Sharding with Replication

- Keeping copies of each partition at multiple nodes improves fault tolerance.
- if master/slave replication is used with partitioning, Each node may be master for 1 dataset while slave for other

            |             Node-1             |      |             Node-2             |
            |partition1 partition2 partition3|      |partition3 partition2 partition1|
            | (master)   (slave)    (slave)  |      | (master)   (slave)    (slave)  |

Types of Sharding

1. By Key range

            |Partition-1|   |Partition-2|   |Partition-3|
     keys   |a-e        |   |f-o        |   |p-z        |

Each partition/shard holds range of <key, value> for particular range.
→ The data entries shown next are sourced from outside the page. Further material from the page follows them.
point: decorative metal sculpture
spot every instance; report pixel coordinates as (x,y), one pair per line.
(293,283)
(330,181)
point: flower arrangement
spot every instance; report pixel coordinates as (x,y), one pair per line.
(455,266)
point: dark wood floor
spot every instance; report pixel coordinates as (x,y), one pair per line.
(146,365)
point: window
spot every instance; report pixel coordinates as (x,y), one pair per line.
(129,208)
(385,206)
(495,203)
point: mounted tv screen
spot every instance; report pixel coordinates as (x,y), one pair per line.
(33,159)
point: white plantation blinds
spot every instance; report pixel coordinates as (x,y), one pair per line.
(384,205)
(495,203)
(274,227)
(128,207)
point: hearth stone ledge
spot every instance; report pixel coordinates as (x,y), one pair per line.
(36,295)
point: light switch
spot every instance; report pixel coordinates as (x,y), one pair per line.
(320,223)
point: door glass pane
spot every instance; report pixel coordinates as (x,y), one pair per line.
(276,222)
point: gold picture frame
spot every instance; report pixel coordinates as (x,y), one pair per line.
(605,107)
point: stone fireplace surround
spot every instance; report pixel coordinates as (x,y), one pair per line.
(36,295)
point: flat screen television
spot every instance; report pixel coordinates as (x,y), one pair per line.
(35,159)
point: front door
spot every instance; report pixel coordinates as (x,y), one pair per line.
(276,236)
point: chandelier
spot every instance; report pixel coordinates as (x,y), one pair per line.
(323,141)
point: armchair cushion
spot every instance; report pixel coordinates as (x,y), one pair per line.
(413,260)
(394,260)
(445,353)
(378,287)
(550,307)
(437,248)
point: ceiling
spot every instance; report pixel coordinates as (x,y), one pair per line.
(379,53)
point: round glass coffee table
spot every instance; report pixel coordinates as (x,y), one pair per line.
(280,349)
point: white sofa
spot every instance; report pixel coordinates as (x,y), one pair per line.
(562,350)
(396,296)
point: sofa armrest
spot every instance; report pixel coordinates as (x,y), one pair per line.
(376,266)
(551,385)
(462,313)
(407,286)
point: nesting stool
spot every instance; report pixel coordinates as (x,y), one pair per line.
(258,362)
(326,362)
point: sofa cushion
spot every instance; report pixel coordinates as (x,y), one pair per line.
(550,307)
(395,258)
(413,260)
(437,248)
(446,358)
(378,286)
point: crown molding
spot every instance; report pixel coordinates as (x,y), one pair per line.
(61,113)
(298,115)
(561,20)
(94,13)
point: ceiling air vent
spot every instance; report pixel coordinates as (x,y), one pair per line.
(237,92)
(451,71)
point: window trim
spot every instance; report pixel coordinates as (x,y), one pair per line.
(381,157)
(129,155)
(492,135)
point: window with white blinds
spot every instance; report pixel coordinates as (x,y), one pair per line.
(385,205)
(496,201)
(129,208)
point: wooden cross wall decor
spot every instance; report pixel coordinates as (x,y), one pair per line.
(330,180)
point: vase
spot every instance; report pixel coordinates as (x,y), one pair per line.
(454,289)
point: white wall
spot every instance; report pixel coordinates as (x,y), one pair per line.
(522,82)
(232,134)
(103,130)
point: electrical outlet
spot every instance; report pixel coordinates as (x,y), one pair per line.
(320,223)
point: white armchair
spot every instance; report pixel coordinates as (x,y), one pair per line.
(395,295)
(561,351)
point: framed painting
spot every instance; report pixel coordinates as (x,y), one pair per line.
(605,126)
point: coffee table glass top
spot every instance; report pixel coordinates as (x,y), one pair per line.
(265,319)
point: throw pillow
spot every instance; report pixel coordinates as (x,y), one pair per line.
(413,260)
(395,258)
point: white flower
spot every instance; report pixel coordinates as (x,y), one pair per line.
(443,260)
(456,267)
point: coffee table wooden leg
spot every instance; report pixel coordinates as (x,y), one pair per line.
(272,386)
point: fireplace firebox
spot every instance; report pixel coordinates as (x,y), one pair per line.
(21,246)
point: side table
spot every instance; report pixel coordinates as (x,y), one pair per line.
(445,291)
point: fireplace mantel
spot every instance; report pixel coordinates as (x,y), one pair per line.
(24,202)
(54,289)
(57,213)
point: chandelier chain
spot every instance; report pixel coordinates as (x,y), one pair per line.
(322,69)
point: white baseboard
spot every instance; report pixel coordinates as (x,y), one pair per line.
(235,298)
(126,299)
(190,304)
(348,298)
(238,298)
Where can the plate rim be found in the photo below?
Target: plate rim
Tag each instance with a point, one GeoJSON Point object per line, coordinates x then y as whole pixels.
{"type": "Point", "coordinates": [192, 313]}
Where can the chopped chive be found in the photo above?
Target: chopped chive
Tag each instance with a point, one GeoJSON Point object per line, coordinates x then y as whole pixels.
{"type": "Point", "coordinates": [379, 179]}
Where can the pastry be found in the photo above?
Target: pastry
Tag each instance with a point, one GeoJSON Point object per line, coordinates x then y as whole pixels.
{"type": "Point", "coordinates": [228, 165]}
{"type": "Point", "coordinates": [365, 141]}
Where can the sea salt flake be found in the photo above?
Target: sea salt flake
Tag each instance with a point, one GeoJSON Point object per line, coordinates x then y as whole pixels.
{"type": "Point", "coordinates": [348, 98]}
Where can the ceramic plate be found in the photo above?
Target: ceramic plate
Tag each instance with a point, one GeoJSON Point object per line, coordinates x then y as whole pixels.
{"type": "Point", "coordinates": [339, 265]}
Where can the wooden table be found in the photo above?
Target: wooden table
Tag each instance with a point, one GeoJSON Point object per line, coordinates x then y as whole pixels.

If we know which partition is assigned to which node, then we can make request directly to the appropriate node.
Advantage: Keys can be kept in sorted order inside the partition.
Disadvantage: Certain types of keys can turn partition into Hotspot. Eg: if a shard stores all tweets of a celebrity user

2. By Hash of Keys Partitioning_by_hash_of_keys

            key -> |Hash Function| -> Hash of Shard

Hash is so generated that keys are equally distributed amongst shards
Adv: Similar keys different hashes are generated, hence hotspots are avoided.
Disadv:
1. Range based key search property is lost. ie Advantage of Partitioning by Key range is lost.
2. Hotspots still exists: In extreme conditions, where keys differ by millisec, same hash gets generated and all load goes to same shard.

3. By reverse indexing/secondary indexes

4. Region based Partition / Sharding based on location IDs

Storing data specific to region (maybe based on pin code).
Advantages:
1. Data Localization: Users in a particular region primarily access data relevant to that region, which can reduce latency and improve response times.
2. Scaling: By partitioning the database based on region, we can scale system horizontally.
3. Regulatory Compliance: Data privacy laws may require certain data to be stored within specific geographic regions
4. Disaster Recovery: In the event of a localized failure or disaster, having region-based partitions can make it easier to implement disaster recovery strategies. We can focus on recovering data for specific regions without affecting the entire system
5. Reduced Maintenance Downtime: When need to perform maintenance tasks, such as database upgrades, we can target specific regions, minimizing the impact on the overall system.